遠くの景色がはっきり見えるわ。こんなに大きな公園だったのね。いまは仲間のタンポポとおしゃべりし通しなの。アーリーと会えなくなってとっても寂しいけど、いつかまた絶対に会えるから、待っていてね」
そう言って、女の子と一緒にはずみながらポポは行ってしまいました。

ポポからの伝言を聞いたアーリーは、また一気に元気をとりもどし、
次の日から いつものみち草アーリーに戻ってしまいました。でも、アーリーの仲間は以前のように知らんぷりではなく、困ったもんだねと笑っていました。

「いやーこの間は酷い目にあったな。
あのタンポポの野郎。遠くまでぶん投げやがって。帰って来るのに随分かかっちまったじゃないか、チクショウ。
今度はこっちから茎に噛みついてやるからな。
この間は腹が空きすぎてアリに気を取られていたから、タンポポ野郎に気が回らなかった。

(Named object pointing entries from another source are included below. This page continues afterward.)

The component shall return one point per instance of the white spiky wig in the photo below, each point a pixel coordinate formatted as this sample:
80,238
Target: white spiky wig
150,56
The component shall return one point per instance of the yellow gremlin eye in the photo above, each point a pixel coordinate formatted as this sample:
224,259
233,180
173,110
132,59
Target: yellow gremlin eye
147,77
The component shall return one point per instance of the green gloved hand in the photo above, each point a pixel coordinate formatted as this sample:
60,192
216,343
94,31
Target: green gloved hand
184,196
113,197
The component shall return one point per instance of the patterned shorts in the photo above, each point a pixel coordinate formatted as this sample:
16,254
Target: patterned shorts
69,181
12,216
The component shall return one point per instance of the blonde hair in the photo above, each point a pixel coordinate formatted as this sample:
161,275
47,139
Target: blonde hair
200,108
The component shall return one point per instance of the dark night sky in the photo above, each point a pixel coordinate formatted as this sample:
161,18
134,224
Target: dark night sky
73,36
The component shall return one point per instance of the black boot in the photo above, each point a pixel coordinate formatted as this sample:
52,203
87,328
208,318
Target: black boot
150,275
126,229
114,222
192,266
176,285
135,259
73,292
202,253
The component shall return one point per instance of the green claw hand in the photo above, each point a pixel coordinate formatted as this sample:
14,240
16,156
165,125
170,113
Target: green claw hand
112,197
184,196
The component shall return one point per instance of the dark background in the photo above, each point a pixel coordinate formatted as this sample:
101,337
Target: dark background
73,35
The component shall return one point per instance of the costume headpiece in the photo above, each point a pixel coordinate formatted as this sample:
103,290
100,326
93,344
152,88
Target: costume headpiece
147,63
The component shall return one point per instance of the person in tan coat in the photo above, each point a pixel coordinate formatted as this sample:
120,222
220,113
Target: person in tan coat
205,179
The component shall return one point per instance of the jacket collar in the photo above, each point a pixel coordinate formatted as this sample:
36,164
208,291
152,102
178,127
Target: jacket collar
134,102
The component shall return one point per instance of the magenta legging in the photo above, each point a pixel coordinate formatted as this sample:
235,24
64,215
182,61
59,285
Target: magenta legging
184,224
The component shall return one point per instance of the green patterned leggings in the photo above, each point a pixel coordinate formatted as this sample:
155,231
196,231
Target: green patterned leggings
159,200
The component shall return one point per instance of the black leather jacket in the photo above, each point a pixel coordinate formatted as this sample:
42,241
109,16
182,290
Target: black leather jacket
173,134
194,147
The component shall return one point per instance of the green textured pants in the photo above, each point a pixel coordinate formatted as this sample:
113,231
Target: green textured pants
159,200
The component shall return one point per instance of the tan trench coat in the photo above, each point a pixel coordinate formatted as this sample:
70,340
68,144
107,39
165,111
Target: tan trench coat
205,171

今度はやり返してやる」そう思いながら遠くにいるはずのあのタンポポを睨みつけたトカゲでしたが、
「あれ?あのデカいタンポポがいないぞ、あれ?
あの辺のタンポポも全部ないじゃないか。
、、、、ははーん。とうとうやつらも片付けられたか。オレ達にはどうする事も出来ないあの奴らに。よし!今度はあのアリを逃さないぞ」
トカゲは舌なめずりしながら、小さな穴にシュルッと入っていきました。。